新唐書卷一百六十 列傳第八十五 呂渭
呂渭
- 呂渭、字は君載。河中の人。李涵の下で支使、判官を務め、涵の父の名を避けるべきとの建言で崔祐甫に評価されたが、逆に涵への阿諛を疑われ歙州司馬に貶された。
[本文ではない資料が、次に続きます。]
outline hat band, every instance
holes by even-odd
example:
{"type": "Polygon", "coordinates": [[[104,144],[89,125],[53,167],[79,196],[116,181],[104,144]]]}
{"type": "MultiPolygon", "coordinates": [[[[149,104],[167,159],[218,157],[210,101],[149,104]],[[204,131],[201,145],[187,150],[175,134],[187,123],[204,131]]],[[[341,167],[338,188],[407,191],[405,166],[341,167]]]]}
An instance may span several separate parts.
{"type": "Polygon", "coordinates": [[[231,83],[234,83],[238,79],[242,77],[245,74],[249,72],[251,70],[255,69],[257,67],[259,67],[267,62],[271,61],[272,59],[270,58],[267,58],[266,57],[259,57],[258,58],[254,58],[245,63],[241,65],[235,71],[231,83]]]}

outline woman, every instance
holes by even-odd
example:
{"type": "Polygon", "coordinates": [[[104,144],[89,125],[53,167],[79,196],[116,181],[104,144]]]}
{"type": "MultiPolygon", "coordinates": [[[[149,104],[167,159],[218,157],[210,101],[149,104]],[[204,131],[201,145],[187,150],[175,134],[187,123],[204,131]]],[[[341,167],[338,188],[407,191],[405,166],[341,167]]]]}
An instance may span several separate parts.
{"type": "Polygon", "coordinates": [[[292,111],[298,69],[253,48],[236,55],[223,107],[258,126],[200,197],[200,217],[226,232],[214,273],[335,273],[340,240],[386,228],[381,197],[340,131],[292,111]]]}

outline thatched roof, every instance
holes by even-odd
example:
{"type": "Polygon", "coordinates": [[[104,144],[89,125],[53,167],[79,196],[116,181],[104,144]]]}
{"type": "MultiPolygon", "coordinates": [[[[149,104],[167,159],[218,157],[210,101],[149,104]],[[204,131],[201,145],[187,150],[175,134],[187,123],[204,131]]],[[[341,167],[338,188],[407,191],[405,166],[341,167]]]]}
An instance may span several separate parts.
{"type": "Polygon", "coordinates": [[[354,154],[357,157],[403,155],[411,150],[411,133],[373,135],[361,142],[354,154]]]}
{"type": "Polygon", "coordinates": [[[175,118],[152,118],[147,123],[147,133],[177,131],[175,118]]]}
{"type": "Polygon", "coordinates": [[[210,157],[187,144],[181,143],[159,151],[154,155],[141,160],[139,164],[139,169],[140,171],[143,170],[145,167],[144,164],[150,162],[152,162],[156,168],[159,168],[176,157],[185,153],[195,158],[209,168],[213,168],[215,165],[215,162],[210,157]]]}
- 貞元中、礼部侍郎として枯死した柳が復活した「瑞柳」を貢士に賦させたことが不評を買い、裴延齡との縁組で子を昇進させた件も批判され潭州刺史に出された。4子(温・恭・儉・讓)を残した。
渭子 温
- 呂温、字は和叔(一字化光)。陸質に『春秋』を学び梁肅に文章を学んだ。王叔文と親しく、順宗即位で吐蕃使節として出立中に虜に留め置かれ、元和元年(806年)に帰還した。叔文党の失脚を免れたが、竇群・羊士諤らと結んで宰相李吉甫の失脚を謀った陰謀が露見し、均州刺史に貶された。衡州で治績を挙げ40歳で没した。
渭子 恭・儉・讓
- 呂恭、字は恭叔。縦横・孫呉の術を好み、嶺南府判官で終わった。呂儉も御史となった。呂讓は太子右庶子。いずれも美材とされた。